Architecture Overview
SierraDB is designed as a distributed, horizontally-scalable event store with a three-tier storage hierarchy optimized for event sourcing workloads.
Core Architecture
Three-Tier Hierarchy
SierraDB organizes data using a structured hierarchy:
Database
├── Buckets (4 by default)
│ ├── Bucket 0
│ │ ├── Partitions (8 per bucket)
│ │ └── Segments (256MB files)
│ ├── Bucket 1
│ └── ...
1. Buckets
- Purpose: Top-level data organization for I/O parallelism
- Default: 4 buckets
- Scaling: More buckets = better parallel I/O on multi-core systems
- Configuration: Must be power of 2
2. Partitions
- Purpose: Units of distribution and write concurrency
- Default: 32 partitions (8 per bucket)
- Scaling: More partitions = better write parallelism
- Distribution: Events distributed via consistent hashing
3. Segments
- Purpose: Individual storage files with predictable size
- Default: 256MB per segment
- Performance: Consistent write performance regardless of database size
- Rollover: New segment created when size limit reached
Data Distribution
Consistent Hashing
Events are distributed across partitions using consistent hashing:
// Partition determination
let partition_id = hash(partition_key) % partition_count;
Benefits:
- Even distribution across partitions
- Predictable partition assignment
- Enables horizontal scaling
Partition Keys
Events can specify custom partition keys for:
- Cross-stream transactions: Related events in same partition
- Query optimization: Co-locate related data
- Load balancing: Control distribution patterns
Default Partition Key: When no partition key is specified, SierraDB generates a deterministic UUID based on the stream ID:
Uuid::new_v5(&uuid!("219bd637-e279-53e9-9e2b-eabe5d9120cc"), stream_id.as_bytes())
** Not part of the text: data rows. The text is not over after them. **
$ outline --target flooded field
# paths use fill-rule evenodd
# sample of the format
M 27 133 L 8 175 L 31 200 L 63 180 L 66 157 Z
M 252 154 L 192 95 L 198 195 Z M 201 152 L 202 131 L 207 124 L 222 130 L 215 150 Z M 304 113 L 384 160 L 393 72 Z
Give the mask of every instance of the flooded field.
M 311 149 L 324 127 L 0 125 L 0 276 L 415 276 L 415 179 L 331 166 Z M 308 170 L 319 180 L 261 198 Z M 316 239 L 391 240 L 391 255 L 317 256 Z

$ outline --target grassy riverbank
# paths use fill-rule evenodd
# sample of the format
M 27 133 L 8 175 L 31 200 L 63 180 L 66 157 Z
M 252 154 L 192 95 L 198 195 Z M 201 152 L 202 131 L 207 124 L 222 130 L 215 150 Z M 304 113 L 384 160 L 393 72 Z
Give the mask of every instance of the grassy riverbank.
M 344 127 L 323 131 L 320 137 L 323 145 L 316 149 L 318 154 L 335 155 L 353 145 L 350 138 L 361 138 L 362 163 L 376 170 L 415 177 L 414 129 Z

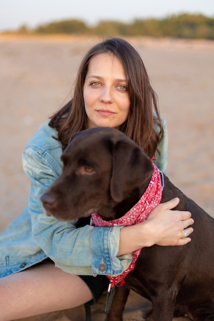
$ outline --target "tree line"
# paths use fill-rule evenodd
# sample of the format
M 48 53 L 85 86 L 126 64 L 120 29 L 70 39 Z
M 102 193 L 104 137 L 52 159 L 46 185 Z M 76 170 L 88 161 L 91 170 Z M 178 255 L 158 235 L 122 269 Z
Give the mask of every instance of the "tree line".
M 75 19 L 40 25 L 33 29 L 21 26 L 17 32 L 24 33 L 74 34 L 99 36 L 171 37 L 180 38 L 214 39 L 214 17 L 182 13 L 163 18 L 138 18 L 125 23 L 102 21 L 89 27 Z

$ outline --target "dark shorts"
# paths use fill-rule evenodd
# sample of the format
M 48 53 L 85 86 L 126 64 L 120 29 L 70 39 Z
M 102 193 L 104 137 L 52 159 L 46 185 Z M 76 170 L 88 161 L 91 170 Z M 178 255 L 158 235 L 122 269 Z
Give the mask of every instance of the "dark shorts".
M 97 303 L 99 297 L 108 288 L 109 279 L 105 275 L 79 275 L 87 284 L 92 294 L 93 298 L 87 303 L 89 306 L 93 306 Z

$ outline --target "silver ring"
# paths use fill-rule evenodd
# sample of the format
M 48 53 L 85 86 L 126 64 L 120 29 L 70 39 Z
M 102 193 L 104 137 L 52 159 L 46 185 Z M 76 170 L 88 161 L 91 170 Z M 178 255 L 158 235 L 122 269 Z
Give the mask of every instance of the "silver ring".
M 188 236 L 188 231 L 187 230 L 184 230 L 184 236 L 183 236 L 183 238 L 185 238 L 185 237 L 186 237 Z

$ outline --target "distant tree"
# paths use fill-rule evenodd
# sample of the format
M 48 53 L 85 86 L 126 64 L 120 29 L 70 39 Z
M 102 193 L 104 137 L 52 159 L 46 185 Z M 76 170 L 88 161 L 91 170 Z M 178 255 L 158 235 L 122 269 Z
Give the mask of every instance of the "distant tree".
M 91 29 L 97 35 L 115 36 L 127 35 L 129 25 L 127 24 L 113 21 L 102 21 Z
M 30 32 L 25 25 L 17 32 Z M 115 21 L 100 22 L 94 27 L 87 26 L 77 19 L 52 22 L 38 26 L 32 33 L 95 34 L 100 36 L 144 36 L 214 39 L 214 17 L 182 13 L 161 19 L 136 19 L 132 23 Z
M 17 32 L 20 33 L 28 33 L 29 30 L 26 25 L 23 25 L 18 29 Z
M 74 33 L 87 32 L 87 27 L 83 21 L 80 20 L 64 20 L 52 22 L 38 26 L 35 31 L 38 33 Z

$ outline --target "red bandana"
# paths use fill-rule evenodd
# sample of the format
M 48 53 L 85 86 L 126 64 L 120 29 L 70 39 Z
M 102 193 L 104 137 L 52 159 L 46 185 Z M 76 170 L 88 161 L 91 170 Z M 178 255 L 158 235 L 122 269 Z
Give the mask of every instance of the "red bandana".
M 155 164 L 153 164 L 153 166 L 154 171 L 147 188 L 139 202 L 126 214 L 116 219 L 106 221 L 102 219 L 96 213 L 93 213 L 91 215 L 91 225 L 99 227 L 126 226 L 137 224 L 145 220 L 150 212 L 160 203 L 162 194 L 163 186 L 160 176 L 160 173 L 162 173 Z M 112 286 L 119 283 L 121 286 L 125 283 L 124 279 L 134 268 L 135 261 L 141 250 L 141 249 L 139 249 L 131 253 L 132 261 L 128 269 L 122 274 L 117 276 L 107 275 L 111 280 Z

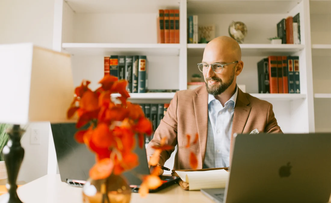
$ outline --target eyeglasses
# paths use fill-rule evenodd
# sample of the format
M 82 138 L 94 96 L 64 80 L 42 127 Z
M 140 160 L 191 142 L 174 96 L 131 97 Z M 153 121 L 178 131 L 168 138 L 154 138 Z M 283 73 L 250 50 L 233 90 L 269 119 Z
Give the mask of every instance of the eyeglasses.
M 199 68 L 199 70 L 201 72 L 203 72 L 204 71 L 206 71 L 208 70 L 209 66 L 212 66 L 212 69 L 216 73 L 220 73 L 223 70 L 223 67 L 224 65 L 229 65 L 231 63 L 237 63 L 238 61 L 231 62 L 225 64 L 221 64 L 221 63 L 213 63 L 213 64 L 209 64 L 207 63 L 200 63 L 198 64 L 198 67 Z

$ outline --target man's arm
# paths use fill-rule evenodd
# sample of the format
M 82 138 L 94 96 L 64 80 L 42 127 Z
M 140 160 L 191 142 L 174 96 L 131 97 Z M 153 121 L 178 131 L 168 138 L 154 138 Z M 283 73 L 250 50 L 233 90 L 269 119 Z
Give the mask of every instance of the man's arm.
M 268 108 L 268 115 L 267 117 L 267 123 L 264 129 L 265 133 L 282 133 L 280 127 L 278 125 L 277 121 L 275 117 L 275 114 L 272 110 L 272 104 L 269 104 Z
M 151 140 L 146 148 L 147 159 L 154 153 L 155 149 L 152 146 L 160 145 L 161 139 L 166 137 L 165 144 L 171 145 L 174 147 L 177 144 L 177 93 L 175 93 L 173 98 L 170 102 L 170 104 L 167 109 L 166 115 L 160 122 L 159 127 L 155 130 L 153 139 Z M 161 153 L 159 164 L 164 166 L 166 161 L 170 157 L 174 150 L 163 151 Z

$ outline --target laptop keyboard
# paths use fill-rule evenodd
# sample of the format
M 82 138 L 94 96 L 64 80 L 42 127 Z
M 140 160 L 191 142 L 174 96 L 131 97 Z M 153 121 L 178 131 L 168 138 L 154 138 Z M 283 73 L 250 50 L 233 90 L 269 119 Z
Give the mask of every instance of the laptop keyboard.
M 81 187 L 85 184 L 86 182 L 83 181 L 76 181 L 75 180 L 67 179 L 67 183 L 71 186 Z

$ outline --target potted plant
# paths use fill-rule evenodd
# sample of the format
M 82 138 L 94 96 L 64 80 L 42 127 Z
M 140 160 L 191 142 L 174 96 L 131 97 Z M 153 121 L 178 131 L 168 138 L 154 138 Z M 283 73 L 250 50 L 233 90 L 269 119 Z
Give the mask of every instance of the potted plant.
M 9 136 L 7 133 L 7 129 L 11 128 L 12 125 L 6 123 L 0 123 L 0 180 L 7 179 L 7 170 L 2 154 L 3 148 L 7 144 L 9 140 Z
M 271 41 L 271 43 L 272 44 L 279 44 L 282 43 L 282 39 L 279 37 L 270 37 L 268 39 Z
M 192 75 L 191 78 L 191 82 L 201 82 L 201 76 L 198 73 L 194 73 Z

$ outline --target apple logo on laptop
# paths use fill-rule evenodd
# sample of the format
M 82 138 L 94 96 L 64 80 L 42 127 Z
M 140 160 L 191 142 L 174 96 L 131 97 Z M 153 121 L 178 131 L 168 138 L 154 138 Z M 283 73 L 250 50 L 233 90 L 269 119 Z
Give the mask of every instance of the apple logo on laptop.
M 282 166 L 279 168 L 279 176 L 281 178 L 288 177 L 291 175 L 291 169 L 292 166 L 291 163 L 289 162 L 285 166 Z

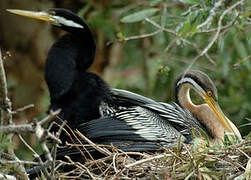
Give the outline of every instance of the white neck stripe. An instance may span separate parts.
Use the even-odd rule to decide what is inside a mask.
[[[74,21],[65,19],[63,17],[59,17],[59,16],[52,16],[51,17],[53,20],[55,20],[57,22],[56,25],[65,25],[65,26],[70,26],[70,27],[75,27],[75,28],[84,28],[84,26],[82,26],[81,24],[75,23]]]
[[[192,78],[190,77],[185,77],[182,78],[178,81],[177,86],[184,84],[184,83],[189,83],[193,86],[193,88],[195,89],[195,91],[199,94],[201,94],[201,92],[205,93],[204,89],[202,89]],[[202,94],[201,94],[202,95]],[[203,96],[202,96],[203,97]]]

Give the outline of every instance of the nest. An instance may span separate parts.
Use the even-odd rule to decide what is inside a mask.
[[[79,132],[77,134],[85,139]],[[88,141],[88,140],[87,140]],[[90,158],[85,163],[59,161],[58,168],[71,165],[69,172],[55,171],[57,178],[78,179],[250,179],[251,140],[226,141],[209,146],[195,139],[193,144],[177,143],[161,152],[123,152],[114,146],[98,146],[89,141],[104,158]],[[71,144],[80,147],[82,144]],[[109,151],[108,151],[109,149]],[[90,155],[90,154],[89,154]],[[84,156],[82,154],[82,156]],[[86,157],[83,157],[86,158]]]

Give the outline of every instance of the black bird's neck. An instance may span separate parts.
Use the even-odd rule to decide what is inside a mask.
[[[111,103],[109,86],[88,72],[96,44],[91,30],[61,27],[69,32],[53,44],[47,58],[45,79],[51,96],[50,110],[61,109],[60,117],[78,127],[100,117],[101,102]]]
[[[91,66],[96,52],[96,43],[87,25],[62,29],[69,33],[53,44],[46,61],[45,79],[52,100],[69,91],[78,74]]]

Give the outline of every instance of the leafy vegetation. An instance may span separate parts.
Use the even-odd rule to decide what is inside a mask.
[[[87,5],[79,14],[96,30],[99,48],[111,51],[117,41],[122,46],[121,56],[109,57],[116,59],[116,65],[109,69],[109,62],[105,71],[113,87],[169,102],[177,75],[199,69],[214,80],[219,104],[229,119],[237,126],[248,123],[249,1],[238,5],[238,1],[209,0],[84,2]],[[114,73],[109,78],[110,70]],[[244,135],[250,130],[250,125],[240,128]]]

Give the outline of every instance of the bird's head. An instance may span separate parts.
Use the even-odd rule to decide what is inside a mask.
[[[175,83],[175,92],[176,92],[176,101],[178,101],[179,104],[182,104],[182,99],[186,98],[189,99],[189,89],[193,88],[197,94],[203,99],[203,101],[208,106],[191,106],[191,107],[198,107],[197,110],[204,112],[212,112],[213,114],[210,114],[208,117],[215,117],[215,119],[220,122],[220,124],[228,131],[232,132],[235,135],[237,135],[239,138],[241,138],[241,135],[238,131],[238,129],[235,127],[235,125],[224,115],[222,112],[219,104],[218,104],[218,93],[217,89],[213,83],[213,81],[203,72],[201,71],[188,71],[184,74],[181,74]],[[187,88],[187,94],[184,94],[183,97],[178,97],[178,93],[182,90],[182,87]],[[184,89],[184,88],[183,88]],[[185,92],[185,91],[184,91]],[[207,109],[209,107],[211,111]],[[196,109],[196,108],[194,108]],[[192,111],[192,109],[190,109]],[[195,112],[195,111],[194,111]],[[198,111],[197,111],[198,112]],[[199,112],[198,112],[199,113]],[[202,115],[202,113],[201,113]],[[205,117],[206,119],[207,117]],[[210,120],[208,120],[210,121]]]
[[[66,9],[51,8],[46,11],[37,12],[18,9],[7,9],[7,11],[13,14],[48,22],[66,31],[70,31],[71,29],[88,29],[87,24],[80,17]]]

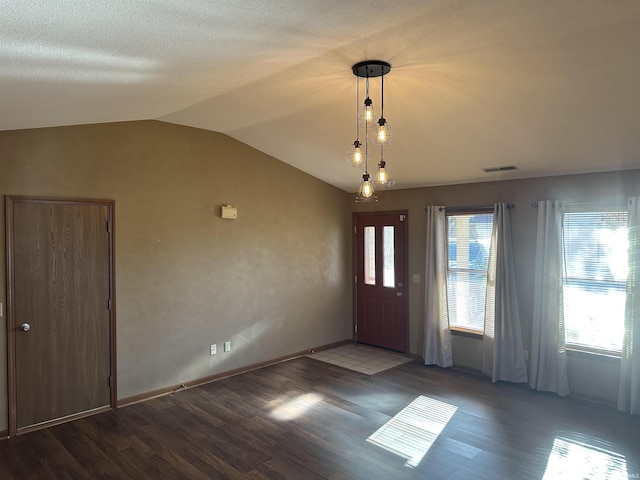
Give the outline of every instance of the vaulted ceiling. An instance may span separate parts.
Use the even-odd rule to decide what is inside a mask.
[[[637,0],[1,6],[1,130],[157,119],[355,191],[351,66],[380,59],[394,188],[640,168]]]

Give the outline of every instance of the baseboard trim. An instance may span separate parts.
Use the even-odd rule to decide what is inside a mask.
[[[138,395],[133,395],[131,397],[126,397],[118,400],[118,407],[126,407],[128,405],[133,405],[140,402],[145,402],[147,400],[151,400],[152,398],[163,397],[165,395],[171,395],[172,393],[179,392],[181,390],[186,390],[188,388],[199,387],[201,385],[206,385],[207,383],[215,382],[217,380],[222,380],[223,378],[233,377],[235,375],[239,375],[241,373],[251,372],[253,370],[258,370],[259,368],[268,367],[269,365],[275,365],[277,363],[286,362],[287,360],[292,360],[294,358],[302,357],[309,353],[319,352],[322,350],[327,350],[329,348],[339,347],[341,345],[346,345],[348,343],[353,343],[353,340],[342,340],[340,342],[330,343],[327,345],[321,345],[319,347],[309,348],[307,350],[302,350],[300,352],[291,353],[289,355],[283,355],[282,357],[277,357],[271,360],[267,360],[264,362],[254,363],[251,365],[247,365],[245,367],[235,368],[233,370],[227,370],[225,372],[216,373],[214,375],[209,375],[203,378],[198,378],[195,380],[190,380],[188,382],[180,383],[178,385],[173,385],[166,388],[160,388],[158,390],[153,390],[150,392],[140,393]]]

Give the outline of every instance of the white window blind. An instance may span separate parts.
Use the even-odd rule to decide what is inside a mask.
[[[627,212],[567,212],[563,222],[566,342],[620,352],[627,281]]]
[[[482,333],[493,213],[447,215],[447,296],[452,328]]]

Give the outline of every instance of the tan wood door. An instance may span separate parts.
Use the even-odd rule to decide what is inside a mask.
[[[355,337],[407,351],[406,228],[401,213],[356,214]]]
[[[7,197],[10,434],[114,404],[111,215]]]

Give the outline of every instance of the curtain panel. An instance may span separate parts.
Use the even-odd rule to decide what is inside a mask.
[[[618,410],[640,415],[640,197],[629,199],[629,270]]]
[[[516,292],[511,215],[507,204],[496,203],[487,268],[482,373],[493,382],[527,382],[522,329]]]
[[[451,331],[447,304],[447,228],[444,207],[427,207],[425,254],[424,363],[451,367]]]
[[[538,202],[531,377],[534,390],[569,394],[563,304],[564,202]]]

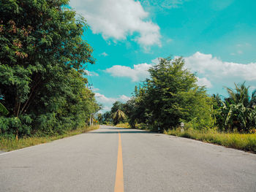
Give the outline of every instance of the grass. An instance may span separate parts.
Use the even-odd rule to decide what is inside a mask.
[[[0,150],[10,151],[14,150],[18,150],[29,146],[33,146],[42,143],[52,142],[56,139],[62,139],[64,137],[80,134],[88,132],[99,128],[99,126],[92,126],[89,127],[85,127],[78,128],[76,130],[68,131],[61,135],[56,136],[47,136],[47,137],[23,137],[16,141],[15,139],[5,138],[0,137]]]
[[[116,127],[121,127],[121,128],[131,128],[128,123],[118,123],[118,124],[116,125],[115,126]]]
[[[200,131],[194,129],[167,130],[166,134],[194,139],[256,153],[256,134],[219,133],[217,131]]]

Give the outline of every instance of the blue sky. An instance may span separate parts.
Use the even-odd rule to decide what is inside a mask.
[[[246,82],[256,88],[253,0],[70,0],[89,25],[88,67],[96,98],[109,110],[126,101],[157,58],[183,56],[209,94]]]

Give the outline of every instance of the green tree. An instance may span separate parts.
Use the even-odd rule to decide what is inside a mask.
[[[193,120],[197,128],[211,127],[212,100],[203,87],[197,85],[197,78],[184,67],[182,58],[161,58],[151,67],[147,79],[128,104],[132,126],[144,123],[153,129],[177,127],[181,121]]]
[[[0,1],[0,93],[10,111],[4,131],[61,132],[97,110],[81,77],[94,63],[81,38],[87,26],[67,6],[67,0]]]
[[[245,82],[235,83],[235,88],[226,88],[229,97],[225,99],[222,115],[226,130],[236,128],[240,132],[249,132],[256,127],[256,90],[249,94],[249,86]]]
[[[0,115],[2,114],[3,115],[7,115],[9,113],[9,111],[5,108],[5,107],[0,103]]]
[[[118,110],[113,114],[113,123],[116,125],[121,122],[124,122],[127,120],[127,116],[124,112]]]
Where 219bd637-e279-53e9-9e2b-eabe5d9120cc is the UUID of:
Uuid::new_v5(&Uuid::NAMESPACE_DNS, b"sierradb.tqwewe.com")
Storage Model
Append-Only Design
SierraDB uses append-only storage for optimal event sourcing:
Segment File Layout:
[Event 1][Event 2][Event 3]...[Event N]
Advantages:
- Sequential writes (optimal for SSDs)
- No update-in-place complexity
- Natural audit trail
- Crash safety
Index Files
Each segment has accompanying index files:
- Event Index (
.eidx): Event ID → Position mapping - Stream Index (
.sidx): Stream → Event positions (includes bloom filter) - Partition Index (
.pidx): Partition sequence → Position
File Structure
data/
buckets/
00000/
segments/
0000000000/
data.evts # Raw append-only event data
index.eidx # Event ID index (lookup event by ID)
partition.pidx # Partition index (scan events by partition ID)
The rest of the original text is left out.